Germany's Urgewald, along with 50 other NGOs, analysed the investment plans of 1,623 companies involved in the oil and gas, representing 95 percent of the global hydrocarbon industry.
Of the 700 companies that produce oil and gas, 96 percent are developing or plan to develop new fields, the Global Oil and Gas Exit List (GOGEL) said, as reported by Agence France-Presse (AFP).
Spending on new oil and gas fields has risen 31 percent since 2021, with the companies investing a total $170.4 billion during that period, according to AFP.
However, the IEA said in September that given the development of renewable energies, there is no need to invest in new reserves of coal, oil or natural gas.
Since then, oil prices have retreated below the $100-threshold, for the most part, but fears of further tightening supplies, against stronger demand fan the fire of concern.

All of the major oil companies, including shell, are investing in hydrocarbon fields to diversify sources as oil prices fluctuate due to tightening supplies after Saudi Arabia and Russia announced maintaining cuts until the end of the year - Shutterstock
Oil prices rose Wednesday on the heels of stronger-than-expected economic data from China, and prospects of the Chinese economy recovering seemed more viable, with economists expecting the world’s second-largest economy to hit its 5 percent growth target for 2023. Especially after the government announced it is considering additional funds to support the debt-laden property sector.
Meanwhile, Saudi Arabia and Russia have both announced maintaining oil cuts until the end of the year, which is tightening supply and bolstering oil prices.
Overall, companies and hydrocarbon reliant countries are looking for other sources of fossil fuel to shore up their energy needs for the coming years.
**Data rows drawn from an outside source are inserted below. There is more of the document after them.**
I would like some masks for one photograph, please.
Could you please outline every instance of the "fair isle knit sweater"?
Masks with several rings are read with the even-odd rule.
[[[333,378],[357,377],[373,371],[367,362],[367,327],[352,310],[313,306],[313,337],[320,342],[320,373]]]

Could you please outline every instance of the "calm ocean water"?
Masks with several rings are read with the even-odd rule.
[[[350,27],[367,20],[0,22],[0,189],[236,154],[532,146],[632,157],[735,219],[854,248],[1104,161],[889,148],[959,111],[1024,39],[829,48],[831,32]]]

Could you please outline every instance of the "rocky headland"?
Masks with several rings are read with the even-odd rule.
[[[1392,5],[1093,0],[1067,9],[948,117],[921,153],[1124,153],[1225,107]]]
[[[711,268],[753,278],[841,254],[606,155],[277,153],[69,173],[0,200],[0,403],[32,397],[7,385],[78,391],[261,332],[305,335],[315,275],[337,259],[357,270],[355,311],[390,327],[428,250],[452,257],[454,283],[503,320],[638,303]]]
Instead of relying on Saudi Arabia and Russia, and their oil-producers’ club.
Urgewald's report highlighted three Chinese companies, China National Petroleum Corporation (CNPC), CNOOC and Sinopec, as well as the national Saudi company Aramco, Mexico's Pemex, the US's Pioneer Natural Resources, and the Anglo-Dutch company Shell.
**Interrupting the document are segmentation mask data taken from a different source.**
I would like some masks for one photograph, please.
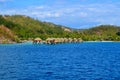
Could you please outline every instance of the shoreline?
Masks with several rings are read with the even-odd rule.
[[[85,43],[85,42],[89,42],[89,43],[97,43],[97,42],[101,42],[101,43],[104,43],[104,42],[120,42],[120,41],[82,41],[82,42],[72,42],[72,43]],[[34,44],[32,41],[25,41],[25,42],[21,42],[21,43],[0,43],[0,45],[12,45],[12,44]],[[69,43],[69,42],[66,42],[66,43]],[[37,44],[43,44],[43,43],[37,43]],[[59,43],[59,44],[64,44],[64,43]],[[70,43],[71,44],[71,43]]]
[[[120,42],[120,41],[83,41],[83,42]]]

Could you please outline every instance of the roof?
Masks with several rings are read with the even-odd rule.
[[[34,40],[37,40],[37,41],[39,41],[39,40],[42,40],[41,38],[35,38]]]

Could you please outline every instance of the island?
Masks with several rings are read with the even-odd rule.
[[[120,27],[99,25],[89,29],[73,29],[25,15],[0,15],[0,43],[36,43],[36,38],[40,39],[37,42],[45,43],[120,41]]]

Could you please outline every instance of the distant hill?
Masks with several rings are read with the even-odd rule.
[[[71,29],[49,22],[42,22],[28,16],[14,15],[1,16],[0,24],[11,29],[21,39],[41,37],[66,37],[71,33]]]
[[[5,32],[5,33],[4,33]],[[90,29],[72,29],[50,22],[42,22],[24,15],[0,15],[0,42],[19,42],[40,37],[82,38],[84,41],[120,41],[120,27],[100,25]]]
[[[86,36],[85,40],[110,40],[119,41],[120,36],[117,34],[120,31],[119,26],[100,25],[83,31]]]

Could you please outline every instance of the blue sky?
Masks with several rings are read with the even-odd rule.
[[[0,14],[27,15],[72,28],[120,26],[120,0],[0,0]]]

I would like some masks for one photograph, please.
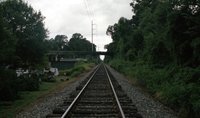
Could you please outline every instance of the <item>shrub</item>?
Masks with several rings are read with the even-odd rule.
[[[0,69],[0,100],[10,101],[18,97],[17,77],[14,70]]]
[[[75,76],[81,74],[81,73],[84,72],[84,71],[85,71],[85,68],[84,68],[83,66],[76,66],[75,68],[73,68],[73,69],[71,70],[70,76],[71,76],[71,77],[75,77]]]
[[[40,76],[41,80],[44,82],[56,82],[53,73],[45,73],[44,75]]]
[[[37,75],[24,75],[18,78],[18,89],[21,91],[39,90],[39,77]]]
[[[85,70],[87,70],[87,68],[88,66],[86,66],[85,63],[79,62],[78,64],[75,64],[74,68],[62,71],[61,75],[75,77],[84,72]]]

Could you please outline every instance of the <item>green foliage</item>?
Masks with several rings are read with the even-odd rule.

According to the report, 1,023 companies plan infrastructure projects for the transport of fossil fuels, such as pipelines and liquefied natural gas terminals.
Urgewald estimates that 539 companies – Including Saudi Aramco, QatarEnergy and Russia's Gazprom are preparing to produce an extra 230 billion barrels of oil in the next one to seven years.
Notably, rising oil prices since Russia invaded Ukraine have caused energy costs to skyrocket, stoking a tidal wave of inflation on a global scale.